The most common use case will be that content type programmers will create an page template that renders their content, via adaptation, into RDF/XML. When they register their type with Plone (in Install.py), they also create (if necessary) and register with the archetype_tool whatever RDF Graphs their application needs.
When an instance of that content type is added to Plone, the CatalogMultiplexer will dispatch the object to any registered catalogs or graphs for that type. If a graph is registered for that type, the object is adapted to RDF and then added or removed from the graph, depending on the dispatched event.
RDF Tool
The above use case describes how third-party developers will use rdflib Graphs in Plone, but Plone itself will also need a default graph just like it has a default portal_catalog. I propose a new tool (perhaps 'rdf_tool') that manages the default meta-data for Plone in an rdflib Graph.
Obviously Plone 2.2 can't just start using rdf_tool instead of portal_catalog. This is a big change and the users should be given options, especially for existing deployments. They should have the default option of keeping Plone 2.1's current behavior and not migrating any data to an rdf_tool.
They should have the option to copy their existing catalog to an rdf tool to "try out" their existing data. When stock ATCT types are added, the multiplexer adds the content to both the portal_catalog and rdf_tool. If the new RDF features aren't wanted, the archetype_tool can be easily reconfigured not to dispatch to the rdf_tool to "turn off" the feature and revert exactly to Plone 2.1's behavior.
While duplicating data and consuming more storage, this option retains the existing Plone 2.1 behavior while adding rdf behavior and is backwards compatible with applications that expect the portal_catalog to contain certain indexes.
A final option would be to copy existing portal_catalog data to an rdf_tool and then delete the catalog indexes for that data so that the data is stored solely in the rdf_tool. This option carries with it the most risk and is not backwards compatible but has no duplication of data.
Another possible option would be to invoke magic and simulate the indexes in portal_catalog with data from the rdf_tool, preserving b/w compat while only storing the data in one place.
Archetype References
This PLIP proposes no changes to the use of AT refs or their API. Like above, the user should have options that allow them to use/leverage their existing AT ref code with an RDF tool.
I propose to create an rdflib backend that adapts the reference_catalog object to an rdflib Graph object.

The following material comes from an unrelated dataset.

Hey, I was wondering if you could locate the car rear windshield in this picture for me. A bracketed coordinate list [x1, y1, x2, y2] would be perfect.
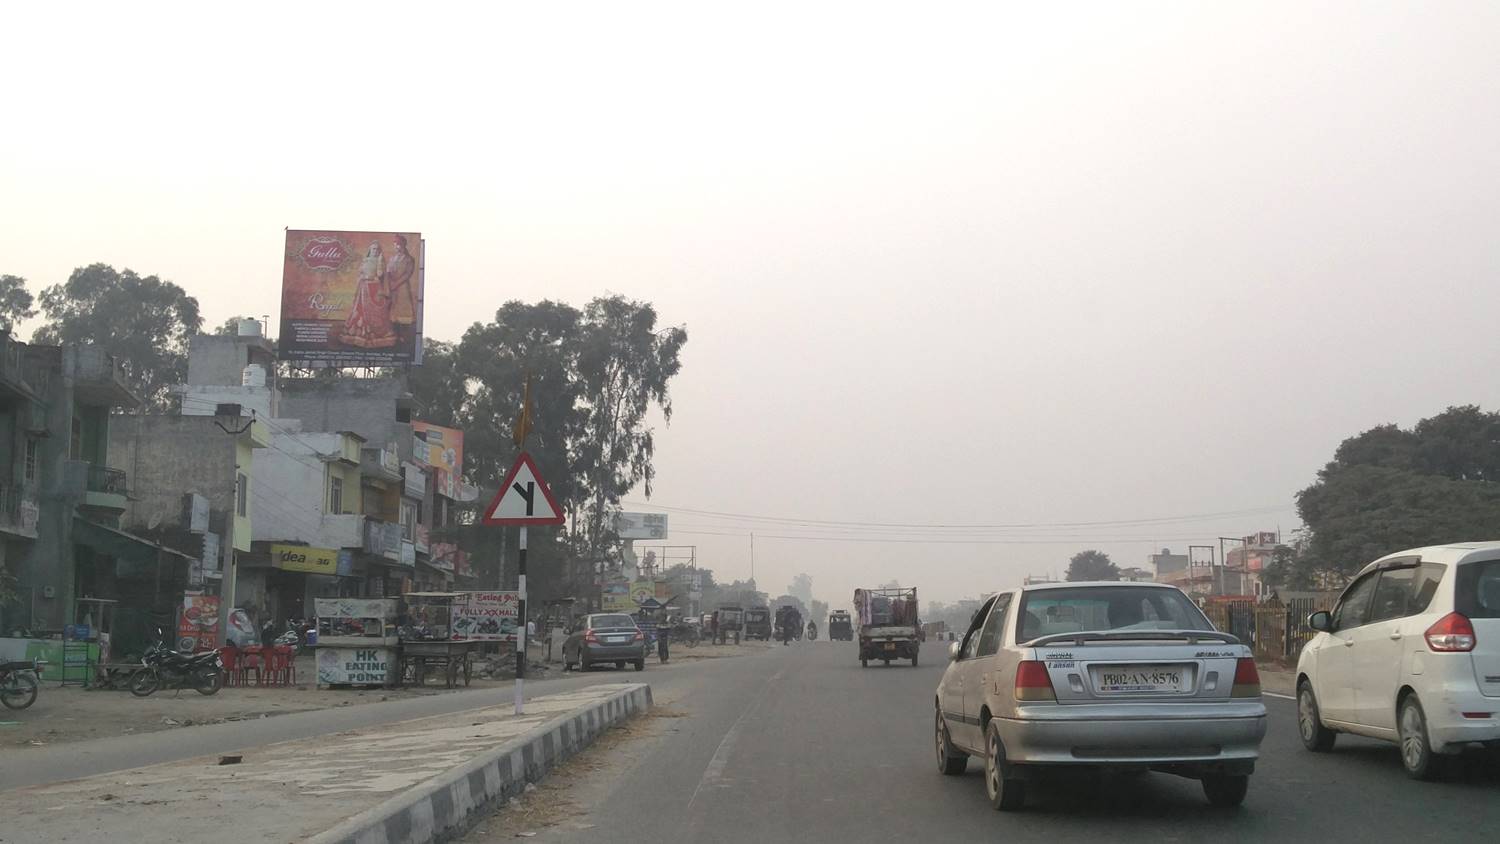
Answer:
[1017, 586, 1212, 641]
[1456, 560, 1500, 619]
[590, 614, 637, 629]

This does not use the existing rdflib.backends.ZODB backend but instead uses existing AT refs in the reference_catalog as the actual backing store of the graph.
Thus, existing AT ref based applications can have their references represented in RDF data immediately and take advantage of the SPARQL query language to do advanced queries on their AT ref structures without changing any of the existing AT ref code.
Deliverables
rdflib integration into Plone
RDF Graph content object
rdf_tool default graph tool
AT catalog multiplexing support
AT reference wrapping
Risks
rdflib's ZODB storage could turn out to be grossly more inefficient than ZCatalog indexes, but I doubt it, they are both based on the underlying ZODB BTrees and their structures are of essentially the same complexity. The ability to use other backends to store the data could largely mitigate this for huge graphs.
Progress log
mp - first draft Jul 5, 05
some notes
The bigger question I have is that all data for which there is an RDF transform or representation forms part of a bigger overall graph of all data. I presume you are saying 'the graph' is this bigger graph?
In my experience in using RDF in python(and in ZOPE) is that RDF graphs become massive very quickly, and do not work well as single in memory objects or persisted as a flat RDF file in the filesystem. It seems that using the relational database backends for various RDF libraries is more successful.
RDF in Plone is a very good idea. I'd like to more added to the use-cases before an implementation is started.